Выбрать главу

   – Здесь, ваше благородие, мошенников нет... Мы не знам, каки таки и мошенники бывают,– от вас первых слышим. Здесь всё ямщики...

   – Что-о?

   – Ругаться, мол, не хорошо!

   – Да ты что тут один за всех говоришь, а? Кто ты такой?

   – Староста, значит; потому и говорю.

   – Поговоришь ты у меня ужо.

   – Да мне што молчать-то?.. Тут енералы проезжают, да не обзывают всяко...

   – Ну, староста, цела у тебя, видно, спина!

   – Известно, наша спина в казне застрафована. А вот, ваше благородие, вы лучше подорожную пожалуйте: надо еще поглядеть, каки таки господа вы сами то есть?

   – Раньше ты что думал?

   – Прописать-то ее немного время встанет...

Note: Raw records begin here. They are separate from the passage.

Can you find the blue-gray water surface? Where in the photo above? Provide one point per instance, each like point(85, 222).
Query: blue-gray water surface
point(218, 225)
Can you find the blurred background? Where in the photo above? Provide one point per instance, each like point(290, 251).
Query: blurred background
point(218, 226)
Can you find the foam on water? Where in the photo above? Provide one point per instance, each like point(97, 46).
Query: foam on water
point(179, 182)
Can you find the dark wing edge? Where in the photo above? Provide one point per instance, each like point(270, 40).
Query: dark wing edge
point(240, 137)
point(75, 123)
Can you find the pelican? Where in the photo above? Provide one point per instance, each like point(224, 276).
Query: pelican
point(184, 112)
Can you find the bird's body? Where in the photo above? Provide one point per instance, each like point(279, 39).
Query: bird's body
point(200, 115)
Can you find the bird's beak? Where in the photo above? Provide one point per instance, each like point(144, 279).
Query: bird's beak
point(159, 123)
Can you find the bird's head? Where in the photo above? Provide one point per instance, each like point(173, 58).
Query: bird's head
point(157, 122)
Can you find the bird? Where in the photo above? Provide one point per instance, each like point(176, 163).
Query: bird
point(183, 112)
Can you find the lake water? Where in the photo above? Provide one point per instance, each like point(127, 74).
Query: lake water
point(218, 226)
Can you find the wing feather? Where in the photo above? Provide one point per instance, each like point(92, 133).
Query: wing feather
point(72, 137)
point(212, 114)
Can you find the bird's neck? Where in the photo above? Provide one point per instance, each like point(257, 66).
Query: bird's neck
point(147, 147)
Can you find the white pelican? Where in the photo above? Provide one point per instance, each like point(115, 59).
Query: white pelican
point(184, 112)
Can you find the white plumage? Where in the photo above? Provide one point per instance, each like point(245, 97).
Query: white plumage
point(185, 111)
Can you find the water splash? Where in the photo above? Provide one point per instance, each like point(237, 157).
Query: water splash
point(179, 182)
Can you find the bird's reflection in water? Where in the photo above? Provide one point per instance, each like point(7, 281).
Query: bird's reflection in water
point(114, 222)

   Господин с кокардой нехотя достает подорожную. Почтосодержатель на минуту уносит ее и затем, с тонкой улыбкой на губах, возвращает по принадлежности.

   – Так как же, ваше почтение, на тройку не положите?

   – Сказано тебе раз – нет!

   – Што ж, робята! Откладай не то одного-то коня... Пущай Андрошка парой везет шагом; к вечеру-то, может, будет на станции...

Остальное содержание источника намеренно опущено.